Bien entendu, cela fait longtemps qu’un grand nombre d’institutions européennes n’ont pris aucune mesure contre les partis au pouvoir en Hongrie, en Pologne et maintenant en Slovénie, pour ne citer que les principaux contrevenants. Même lorsqu’ils utilisent la crise sanitaire actuelle pour accroître leur pouvoir et sévir contre des ennemis présumés (les ONG, la presse, les femmes qui veulent plus d’indépendance, les personnes LGBTQIA+, les gens qui veulent vivre) le plus que nous ayons obtenu, ce sont des rapports rédigés avec des termes forts.
Maintenant que les sondages indiquent que le Fidesz, parti de Viktor Orbán, sera confronté à une bataille difficile pour les élections de l’année prochaine (même dans un système électoral classé comme “libre, mais non-équitable”), la répression contre les médias indépendants et les municipalités dirigées par l’opposition s’intensifie. Saigner Budapest est une priorité évidente. La capitale a été administrativement dépouillée d’une grande partie de ses revenus, et les fonds de développement de l’UE sont maintenant accaparés par le Fidesz.
Il est amèrement ironique de voir un pouvoir politique continuer à être financé par son ennemi juré.

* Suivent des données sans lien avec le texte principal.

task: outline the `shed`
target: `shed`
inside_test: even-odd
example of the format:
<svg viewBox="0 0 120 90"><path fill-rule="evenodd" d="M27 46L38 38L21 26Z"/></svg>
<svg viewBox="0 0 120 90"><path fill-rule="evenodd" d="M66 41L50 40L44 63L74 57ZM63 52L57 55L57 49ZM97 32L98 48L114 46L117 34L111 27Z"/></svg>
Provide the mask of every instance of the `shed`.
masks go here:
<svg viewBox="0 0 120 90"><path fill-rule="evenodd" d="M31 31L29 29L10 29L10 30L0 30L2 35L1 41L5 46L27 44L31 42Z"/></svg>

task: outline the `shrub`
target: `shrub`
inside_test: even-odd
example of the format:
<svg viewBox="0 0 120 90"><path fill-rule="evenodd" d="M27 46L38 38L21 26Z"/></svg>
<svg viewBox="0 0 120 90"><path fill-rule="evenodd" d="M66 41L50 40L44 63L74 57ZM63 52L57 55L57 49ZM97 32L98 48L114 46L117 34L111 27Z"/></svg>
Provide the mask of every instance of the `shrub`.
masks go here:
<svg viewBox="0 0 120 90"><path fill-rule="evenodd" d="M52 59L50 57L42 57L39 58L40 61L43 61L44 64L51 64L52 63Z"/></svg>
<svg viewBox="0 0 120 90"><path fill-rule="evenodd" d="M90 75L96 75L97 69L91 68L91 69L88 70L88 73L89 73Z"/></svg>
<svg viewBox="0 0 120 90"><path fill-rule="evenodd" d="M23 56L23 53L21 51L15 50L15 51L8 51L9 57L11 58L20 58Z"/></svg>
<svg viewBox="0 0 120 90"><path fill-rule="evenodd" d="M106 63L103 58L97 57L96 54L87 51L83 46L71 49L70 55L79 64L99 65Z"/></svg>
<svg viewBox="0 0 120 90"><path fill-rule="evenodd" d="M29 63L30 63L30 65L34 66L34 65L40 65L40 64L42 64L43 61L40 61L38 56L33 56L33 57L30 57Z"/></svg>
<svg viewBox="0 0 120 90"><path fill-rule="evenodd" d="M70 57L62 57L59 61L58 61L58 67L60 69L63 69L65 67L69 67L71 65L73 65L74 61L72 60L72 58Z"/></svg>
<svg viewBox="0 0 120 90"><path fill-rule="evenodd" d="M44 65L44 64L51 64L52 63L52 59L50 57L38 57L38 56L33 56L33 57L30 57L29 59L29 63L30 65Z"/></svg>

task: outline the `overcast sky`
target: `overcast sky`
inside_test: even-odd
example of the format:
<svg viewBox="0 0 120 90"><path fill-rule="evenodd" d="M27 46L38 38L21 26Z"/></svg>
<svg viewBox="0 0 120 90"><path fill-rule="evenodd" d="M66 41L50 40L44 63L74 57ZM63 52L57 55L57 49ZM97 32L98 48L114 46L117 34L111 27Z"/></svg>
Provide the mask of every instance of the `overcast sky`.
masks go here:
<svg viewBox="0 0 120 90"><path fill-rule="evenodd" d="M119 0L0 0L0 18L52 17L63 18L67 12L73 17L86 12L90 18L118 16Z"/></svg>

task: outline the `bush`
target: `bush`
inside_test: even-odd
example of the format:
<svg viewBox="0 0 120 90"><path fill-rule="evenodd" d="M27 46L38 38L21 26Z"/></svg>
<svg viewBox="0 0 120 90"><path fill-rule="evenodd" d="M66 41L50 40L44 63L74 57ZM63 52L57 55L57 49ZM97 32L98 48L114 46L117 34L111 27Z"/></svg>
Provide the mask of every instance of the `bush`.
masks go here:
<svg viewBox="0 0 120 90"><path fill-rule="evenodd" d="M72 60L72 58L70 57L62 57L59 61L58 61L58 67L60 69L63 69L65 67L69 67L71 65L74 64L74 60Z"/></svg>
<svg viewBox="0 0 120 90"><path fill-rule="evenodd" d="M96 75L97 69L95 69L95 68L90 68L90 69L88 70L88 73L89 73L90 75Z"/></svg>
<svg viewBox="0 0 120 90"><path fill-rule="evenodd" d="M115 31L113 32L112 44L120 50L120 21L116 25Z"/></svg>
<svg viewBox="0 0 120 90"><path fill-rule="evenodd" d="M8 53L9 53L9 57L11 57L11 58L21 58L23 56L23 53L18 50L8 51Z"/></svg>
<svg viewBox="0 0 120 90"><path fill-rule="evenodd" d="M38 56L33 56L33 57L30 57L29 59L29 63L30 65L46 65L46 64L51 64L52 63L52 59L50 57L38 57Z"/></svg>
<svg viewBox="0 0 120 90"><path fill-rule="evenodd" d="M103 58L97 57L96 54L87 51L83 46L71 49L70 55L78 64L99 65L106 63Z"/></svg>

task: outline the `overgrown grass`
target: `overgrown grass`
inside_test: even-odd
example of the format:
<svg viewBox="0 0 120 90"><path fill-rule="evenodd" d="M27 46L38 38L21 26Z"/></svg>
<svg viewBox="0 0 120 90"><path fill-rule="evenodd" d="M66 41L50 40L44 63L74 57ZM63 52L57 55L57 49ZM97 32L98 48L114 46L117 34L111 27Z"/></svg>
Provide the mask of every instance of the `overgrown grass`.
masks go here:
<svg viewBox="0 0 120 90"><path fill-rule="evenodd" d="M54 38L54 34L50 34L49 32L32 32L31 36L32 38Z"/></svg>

La possibilité que l’opposition renverse Orbán l’année prochaine dépend de nombreux facteurs. Tout d’abord, l’opposition n’est pas aussi unie qu’elle devrait l’être. Le travail préparatoire nécessaire pour maintenir la participation et la motivation d’une base électorale aussi importante n’a pas été fait. Comme le paysage médiatique centralisé est scellé contre tout ce qui n’est pas conforme à la ligne du parti, les possibilités de tendre la main à toutes les instances/entités ce qui ne sont pas en accord avec le Fidesz sont extrêmement limitées.
Mais même si par un miracle politique quelconque le régime illibéral était renversé, un nouveau gouvernement serait confronté à la douleur accumulée d’une société paralysée par plus d’une décennie d’acharnement. Comment peut-on faire oublier une telle misère à la mémoire du corps ? Qui peut enseigner à toute une société à garder la tête haute et de se doter d’un gouvernement décent ?
Ce n’est pas une question rhétorique.
Published 28 April 2021
Original in English
Translated by
Romane Baleynaud
First published by Eurozine (English version); VoxEurop (French version)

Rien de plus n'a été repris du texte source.